А вот жена его, та действительно сдала. Но Федор Христофорович этого даже не замечал. Она как будто растворялась в обстановке квартиры и обнаруживала себя, только когда был готов обед или требовались деньги, чтобы купить продуктов или заплатить за квартиру, всякий раз вызывая у мужа недоумение. Метаморфозы, происшедшие с Федором Христофоровичем после рождения Глеба, выбивали ее из привычной колеи. Убедившись в том, — что соперницы нет, она и вовсе растерялась. Уж лучше бы она была. Тогда можно было бы хоть ревновать. Это пусть и мучительно, но понятно. Ревновать же мужа к собственному сыну она не смела и в конце концов оказалась в полном одиночестве. И только во время еды она обретала какое-то душевное равновесие. Она все чаще прибегала к этому последнему средству и стала катастрофически тучнеть. Вскоре у нее появилась одышка и еще много других болезней, как подлинных, так и мнимых. Чтобы избавиться от них, она все время пила лекарства, сначала только такие, какие ей выписывал врач, а потом и разные другие, все, которые можно было купить в аптеке без рецепта или выклянчить у соседок. Соседки охотно снабжали ее средствами от всевозможных болезней. Они рады были услужить ей и как будто соревновались в том, кто даст более сильное лекарство. Это ее в конце концов и погубило. Однажды, когда Федор Христофорович и Глеб отправились на свою обязательную рыбалку, она выпила тройную дозу лекарств, легла в постель и уснула, чтобы уже никогда не проснуться. Врачи установили, что смерть наступила вследствие сильной лекарственной интоксикации.
Мать умерла, когда Глебу исполнилось семнадцать лет, и он перешел в десятый класс. Но настоящая жизнь ее кончилась гораздо раньше, может быть, даже тогда, когда она родила сына. По роковому стечению обстоятельств, оказавшись всюду лишней, она прожила еще семнадцать лет. Однако трудно назвать эти годы жизнью. Ветка, посаженная в бутылку с водой, может зеленеть довольно долго, выпускать корни и даже давать новые побеги, но дерево в бутылке все равно не вырастет.
Для отца и сына ее уход из жизни остался как бы незамеченным. Нет, они не были ни холодными, ни жестокими. Они жалели ее и заботились о ней как могли. Видя, что ей трудно вести домашнее хозяйство, они охотно, чуть ли не с радостью, взвалили на себя этот груз. Федор Христофорович научился довольно прилично готовить, а Глеб закупал в магазинах продукты, сначала по списку, а потом и вовсе самостоятельно. Так она лишилась своей последней роли, но никаких страданий по этому поводу уже не испытывала. Ведь человеку, у которого сломана кость, не до ссадин на коже.
Отец и сын, как положено, оплакали свою потерю, погоревали, повздыхали и побежали дальше. Глебу нужно было готовиться к выпускным экзаменам, а потом и поступать в институт. Федор Христофорович советовал ему идти в Бауманский.

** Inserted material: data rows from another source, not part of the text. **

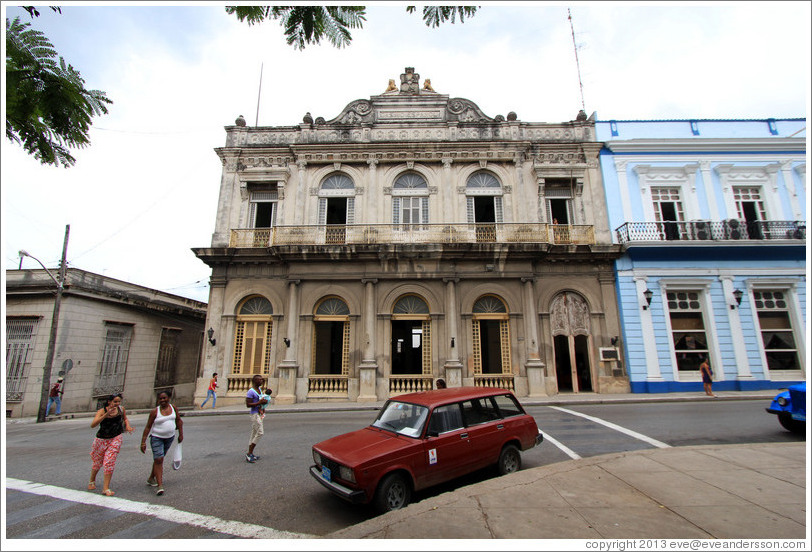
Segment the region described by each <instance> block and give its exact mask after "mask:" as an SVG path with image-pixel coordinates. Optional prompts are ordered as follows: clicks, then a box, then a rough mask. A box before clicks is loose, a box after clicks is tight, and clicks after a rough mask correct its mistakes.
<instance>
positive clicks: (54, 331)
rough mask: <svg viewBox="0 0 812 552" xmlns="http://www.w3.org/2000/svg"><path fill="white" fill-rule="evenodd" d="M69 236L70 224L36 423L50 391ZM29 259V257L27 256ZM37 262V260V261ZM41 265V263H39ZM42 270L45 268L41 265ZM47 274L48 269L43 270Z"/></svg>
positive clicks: (47, 353)
mask: <svg viewBox="0 0 812 552" xmlns="http://www.w3.org/2000/svg"><path fill="white" fill-rule="evenodd" d="M69 235H70V224H68V225H66V226H65V243H64V244H63V245H62V263H61V264H60V265H59V280H58V281H57V282H56V300H55V301H54V314H53V317H52V318H51V336H50V338H48V353H47V354H46V355H45V367H44V368H43V369H42V392H41V394H40V399H39V412H38V413H37V423H42V422H44V421H45V418H46V411H45V410H46V408H47V407H48V392H49V391H50V390H51V368H52V367H53V363H54V349H55V348H56V331H57V327H58V326H59V307H60V306H61V305H62V291H63V289H64V287H65V274H66V272H67V262H66V260H67V256H68V236H69ZM28 256H29V257H30V256H31V255H28ZM37 262H39V260H37ZM40 264H42V263H40ZM43 268H45V266H44V265H43ZM45 270H46V272H48V269H45ZM48 274H49V275H50V272H48Z"/></svg>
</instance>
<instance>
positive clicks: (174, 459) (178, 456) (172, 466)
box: [172, 443, 183, 470]
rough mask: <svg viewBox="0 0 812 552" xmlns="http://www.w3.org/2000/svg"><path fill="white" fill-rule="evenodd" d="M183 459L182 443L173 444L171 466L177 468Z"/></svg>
mask: <svg viewBox="0 0 812 552" xmlns="http://www.w3.org/2000/svg"><path fill="white" fill-rule="evenodd" d="M182 460H183V443H178V444H176V445H175V457H174V458H173V459H172V468H173V469H176V470H179V469H180V463H181V461H182Z"/></svg>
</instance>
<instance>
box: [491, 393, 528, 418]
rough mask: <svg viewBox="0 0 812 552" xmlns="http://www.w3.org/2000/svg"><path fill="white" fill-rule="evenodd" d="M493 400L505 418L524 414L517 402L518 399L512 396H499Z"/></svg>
mask: <svg viewBox="0 0 812 552" xmlns="http://www.w3.org/2000/svg"><path fill="white" fill-rule="evenodd" d="M493 399H494V400H495V401H496V406H497V407H498V408H499V412H500V413H501V414H502V417H504V418H508V417H510V416H519V415H520V414H523V413H524V412H523V411H522V407H521V406H519V405H518V403H517V402H516V399H515V398H514V397H511V396H510V395H497V396H496V397H494V398H493Z"/></svg>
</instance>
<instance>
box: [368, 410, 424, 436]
mask: <svg viewBox="0 0 812 552" xmlns="http://www.w3.org/2000/svg"><path fill="white" fill-rule="evenodd" d="M428 414H429V409H428V408H426V407H425V406H420V405H417V404H409V403H402V402H399V401H389V402H388V403H386V405H385V406H384V407H383V409H381V412H380V414H378V418H377V419H376V420H375V421H374V422H372V426H373V427H378V428H381V429H386V430H388V431H394V432H395V433H398V434H400V435H406V436H407V437H419V436H420V434H421V433H422V432H423V424H424V423H426V418H427V417H428Z"/></svg>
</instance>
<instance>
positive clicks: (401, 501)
mask: <svg viewBox="0 0 812 552" xmlns="http://www.w3.org/2000/svg"><path fill="white" fill-rule="evenodd" d="M411 497H412V488H411V486H410V485H409V482H408V481H406V478H405V477H403V476H402V475H400V474H398V473H392V474H389V475H387V476H386V477H384V478H383V479H382V480H381V482H380V484H378V489H377V490H376V491H375V508H376V509H377V510H378V511H379V512H382V513H386V512H391V511H392V510H400V509H401V508H404V507H405V506H406V505H407V504H409V500H410V499H411Z"/></svg>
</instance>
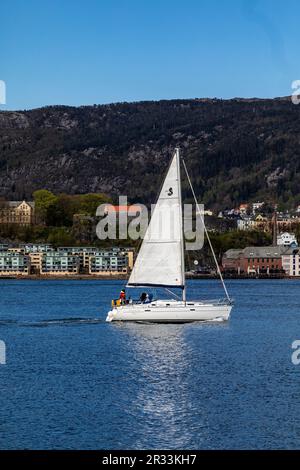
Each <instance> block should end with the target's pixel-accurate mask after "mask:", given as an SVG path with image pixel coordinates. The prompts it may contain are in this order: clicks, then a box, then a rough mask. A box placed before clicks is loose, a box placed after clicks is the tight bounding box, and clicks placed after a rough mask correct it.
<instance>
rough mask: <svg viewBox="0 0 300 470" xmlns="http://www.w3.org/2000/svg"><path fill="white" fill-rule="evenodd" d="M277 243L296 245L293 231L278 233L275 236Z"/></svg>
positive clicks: (294, 236) (286, 245) (284, 245)
mask: <svg viewBox="0 0 300 470" xmlns="http://www.w3.org/2000/svg"><path fill="white" fill-rule="evenodd" d="M277 245H278V246H291V245H294V246H298V242H297V239H296V237H295V235H294V233H288V232H284V233H280V234H279V235H278V236H277Z"/></svg>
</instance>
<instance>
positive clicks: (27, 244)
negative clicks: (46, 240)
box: [20, 243, 54, 253]
mask: <svg viewBox="0 0 300 470" xmlns="http://www.w3.org/2000/svg"><path fill="white" fill-rule="evenodd" d="M20 246H21V247H22V248H23V249H24V252H25V253H47V252H48V251H54V248H53V246H52V245H51V244H45V243H26V244H22V245H20Z"/></svg>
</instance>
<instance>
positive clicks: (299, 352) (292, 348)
mask: <svg viewBox="0 0 300 470" xmlns="http://www.w3.org/2000/svg"><path fill="white" fill-rule="evenodd" d="M292 349H294V352H293V354H292V356H291V359H292V363H293V364H294V366H298V365H299V364H300V340H299V339H296V340H295V341H293V343H292Z"/></svg>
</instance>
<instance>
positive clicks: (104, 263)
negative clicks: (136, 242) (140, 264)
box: [89, 251, 128, 276]
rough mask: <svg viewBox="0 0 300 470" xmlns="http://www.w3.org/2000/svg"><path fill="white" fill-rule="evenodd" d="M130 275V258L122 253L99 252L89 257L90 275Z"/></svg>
mask: <svg viewBox="0 0 300 470" xmlns="http://www.w3.org/2000/svg"><path fill="white" fill-rule="evenodd" d="M126 273H128V256H127V255H126V253H121V252H120V251H99V252H98V253H97V254H95V255H92V256H90V257H89V274H93V275H100V276H101V275H107V274H110V275H117V274H126Z"/></svg>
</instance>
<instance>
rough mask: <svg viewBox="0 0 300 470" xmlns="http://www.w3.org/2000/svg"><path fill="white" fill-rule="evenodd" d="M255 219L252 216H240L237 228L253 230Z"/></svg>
mask: <svg viewBox="0 0 300 470" xmlns="http://www.w3.org/2000/svg"><path fill="white" fill-rule="evenodd" d="M254 225H255V221H254V220H253V219H252V217H240V218H239V219H237V229H238V230H253V229H254Z"/></svg>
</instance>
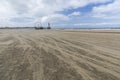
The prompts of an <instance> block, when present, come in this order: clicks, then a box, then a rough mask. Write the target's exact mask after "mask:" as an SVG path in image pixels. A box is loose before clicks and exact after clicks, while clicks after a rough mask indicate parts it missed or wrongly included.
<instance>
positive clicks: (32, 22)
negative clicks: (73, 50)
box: [0, 0, 120, 26]
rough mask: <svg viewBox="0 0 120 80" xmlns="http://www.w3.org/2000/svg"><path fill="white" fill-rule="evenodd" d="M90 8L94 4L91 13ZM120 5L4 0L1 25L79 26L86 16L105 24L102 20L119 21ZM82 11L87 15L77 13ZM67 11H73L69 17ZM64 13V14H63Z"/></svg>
mask: <svg viewBox="0 0 120 80" xmlns="http://www.w3.org/2000/svg"><path fill="white" fill-rule="evenodd" d="M87 5H92V9H91V10H90V11H87V8H85V6H87ZM119 5H120V0H0V25H1V26H34V24H35V23H36V22H41V23H43V24H45V23H47V22H51V23H53V24H58V25H59V24H61V23H65V22H66V24H70V23H75V24H79V23H81V22H82V19H83V18H84V17H85V19H91V20H93V21H96V19H97V21H101V18H102V19H108V18H111V20H119V19H120V17H119V16H120V14H119V13H120V7H119ZM79 8H81V9H84V10H86V12H84V13H83V12H82V11H81V10H77V11H75V10H76V9H79ZM66 10H67V11H71V12H69V13H68V14H66V13H65V12H64V11H66ZM61 11H62V12H63V13H59V12H61ZM108 22H110V21H109V20H108ZM86 23H88V22H87V21H86Z"/></svg>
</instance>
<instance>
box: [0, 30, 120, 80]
mask: <svg viewBox="0 0 120 80" xmlns="http://www.w3.org/2000/svg"><path fill="white" fill-rule="evenodd" d="M0 80H120V30H16V29H13V30H7V29H6V30H2V29H1V30H0Z"/></svg>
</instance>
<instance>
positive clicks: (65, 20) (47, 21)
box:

Особыми способностями Глеб не отличался, но отец научил его работать. И он скоро усвоил, что благодаря регулярным и серьезным занятиям можно многого добиться в жизни: Школу он кончил без троек и поступил в институт. Отцу, как он ни пытался, так и не удалось передать ему свою любовь к трансмиссиям и рычагам. Зато Глеб хорошо понимал, что не может стать ни певцом, ни художником, а это уже немало.
В институте его считали серьезным студентом. Он никогда не прогуливал ни лекций, ни практических занятий, занимался научной работой на кафедре сопромата, и все шло к тому, что его оставят в аспирантуре. И Федор Христофорович как будто учился вместе с ним. Он каждый день просматривал его конспекты, подолгу просиживал в библиотеке, чтобы быть в курсе всех технических новинок, и регулярно сообщал сыну обо всем, что вычитал. Казалось, ничто не может поколебать этих замечательных отношений отца и сына, но вскоре стали происходить события, которые нанесли им существенный урон.
Первым таким событием стала женитьба Глеба. Это случилось на последнем курсе, неожиданно не только для Федора Христофоровича, но и для самого Глеба.
Правда, ему давно нравилась зеленоглазая красавица Тамара. Но он даже в мыслях не решался желать ее в жены. Вообще, он трезво оценивал свои достоинства и понимал, на что может рассчитывать. А тут как раз такой случай. Даже ее имя казалось ему каким-то особенным. Было в нем что-то, романтическое, кавказское… А волосы, глаза, фигура… А как она одевалась… Недаром самые завидные, по мнению сокурсниц, кавалеры, вроде профессорского сына Сергея Соломатина или молодого доцента Мурадова, восточного красавца и чуть ли не принца, ухаживали за ней.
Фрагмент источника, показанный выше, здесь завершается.